The book is heavily populated with women whose feminism remains confined and feeble, and who, while they recognise the iron fist that controls them, can do little to break free.

The stories themselves are facile and straightforward narratives that require little interpretation or introspection, though the blurb tries to give them weight.

In ‘The Full Stop’ a young girl comes of age much to her doctor father’s consternation and embarrassment; and in ‘Under the Flyover’ a couple looks for a few moments of privacy before they head home to their crowded flat

In ‘The Urge’ a woman is driven to madness by her impeding garment; another young girl in ‘The Lovers’ has a Briony Tallis moment; while the semi-comical sexual awakening of an older couple in ‘Fifty Shades at Fifty’ ends in an anti-climax.

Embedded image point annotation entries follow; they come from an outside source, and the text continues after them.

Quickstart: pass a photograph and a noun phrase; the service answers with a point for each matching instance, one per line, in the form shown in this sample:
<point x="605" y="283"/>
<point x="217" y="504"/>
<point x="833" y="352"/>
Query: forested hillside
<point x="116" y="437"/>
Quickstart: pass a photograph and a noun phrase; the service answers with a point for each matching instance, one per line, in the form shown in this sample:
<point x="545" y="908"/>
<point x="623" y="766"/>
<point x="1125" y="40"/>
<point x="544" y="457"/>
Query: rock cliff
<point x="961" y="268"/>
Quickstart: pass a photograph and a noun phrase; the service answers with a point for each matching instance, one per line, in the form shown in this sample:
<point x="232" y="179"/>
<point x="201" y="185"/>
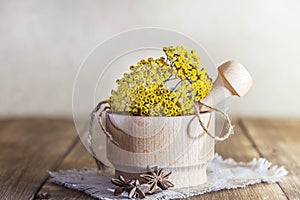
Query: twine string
<point x="99" y="108"/>
<point x="229" y="132"/>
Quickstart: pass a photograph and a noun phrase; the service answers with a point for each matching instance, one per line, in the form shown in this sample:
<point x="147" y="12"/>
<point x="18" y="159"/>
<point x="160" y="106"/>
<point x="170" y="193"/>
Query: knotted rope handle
<point x="102" y="166"/>
<point x="229" y="132"/>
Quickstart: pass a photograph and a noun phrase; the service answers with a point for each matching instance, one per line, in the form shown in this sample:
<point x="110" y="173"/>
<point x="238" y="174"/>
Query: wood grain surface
<point x="31" y="147"/>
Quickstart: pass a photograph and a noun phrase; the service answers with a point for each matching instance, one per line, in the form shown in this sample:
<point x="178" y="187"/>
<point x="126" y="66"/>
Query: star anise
<point x="122" y="184"/>
<point x="157" y="178"/>
<point x="136" y="191"/>
<point x="133" y="187"/>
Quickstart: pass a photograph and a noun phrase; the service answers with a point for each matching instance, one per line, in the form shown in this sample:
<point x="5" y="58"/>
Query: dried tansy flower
<point x="162" y="87"/>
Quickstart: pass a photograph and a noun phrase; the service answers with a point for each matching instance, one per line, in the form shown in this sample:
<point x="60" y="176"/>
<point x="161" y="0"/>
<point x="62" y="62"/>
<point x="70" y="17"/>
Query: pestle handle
<point x="233" y="80"/>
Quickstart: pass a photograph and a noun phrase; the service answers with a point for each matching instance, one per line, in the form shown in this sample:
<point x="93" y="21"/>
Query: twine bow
<point x="100" y="108"/>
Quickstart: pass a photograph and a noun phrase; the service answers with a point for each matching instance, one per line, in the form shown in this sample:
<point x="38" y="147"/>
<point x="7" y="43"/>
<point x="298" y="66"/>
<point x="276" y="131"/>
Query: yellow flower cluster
<point x="187" y="64"/>
<point x="143" y="91"/>
<point x="147" y="89"/>
<point x="153" y="100"/>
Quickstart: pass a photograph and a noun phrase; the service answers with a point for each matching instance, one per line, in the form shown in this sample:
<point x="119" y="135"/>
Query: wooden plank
<point x="278" y="140"/>
<point x="239" y="147"/>
<point x="30" y="147"/>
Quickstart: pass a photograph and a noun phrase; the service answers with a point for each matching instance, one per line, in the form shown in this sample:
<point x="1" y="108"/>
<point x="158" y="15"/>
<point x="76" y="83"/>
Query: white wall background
<point x="42" y="44"/>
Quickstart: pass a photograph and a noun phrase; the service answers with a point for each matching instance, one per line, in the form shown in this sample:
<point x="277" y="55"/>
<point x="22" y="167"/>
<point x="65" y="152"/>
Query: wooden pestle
<point x="233" y="80"/>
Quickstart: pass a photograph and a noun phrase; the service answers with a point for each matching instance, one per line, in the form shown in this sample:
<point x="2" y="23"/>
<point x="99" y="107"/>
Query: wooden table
<point x="31" y="147"/>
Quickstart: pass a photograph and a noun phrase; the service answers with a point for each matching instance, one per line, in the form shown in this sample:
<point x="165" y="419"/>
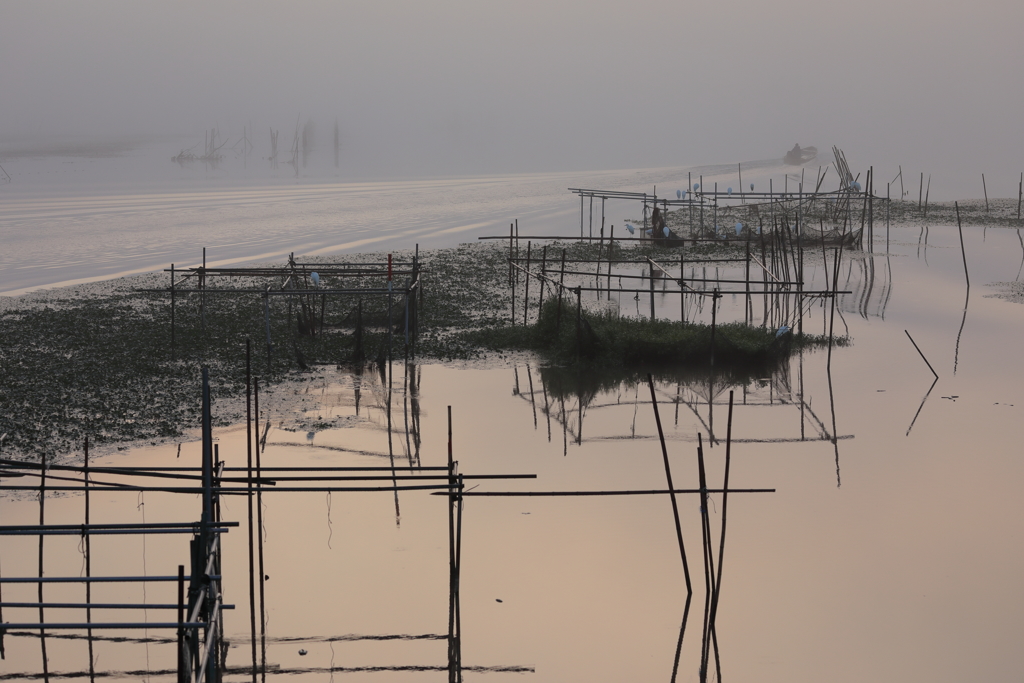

In ‘The Adulteress’ and ‘Malady of the Heart’, two stories where women step over the line, the consequences are painful and their unhappiness palpable. It is in rare stories like ‘The Date’ that the rather daring protagonist manages to make the best of a bad situation.

In Hijabistan it would appear that conditioning trumps an alternate way of thinking, and that those who try to resist are tripped up and brought down by the very women who ought to have supported them.

The writer is the author of Jobless Clueless Reckless , a novel about teenagers.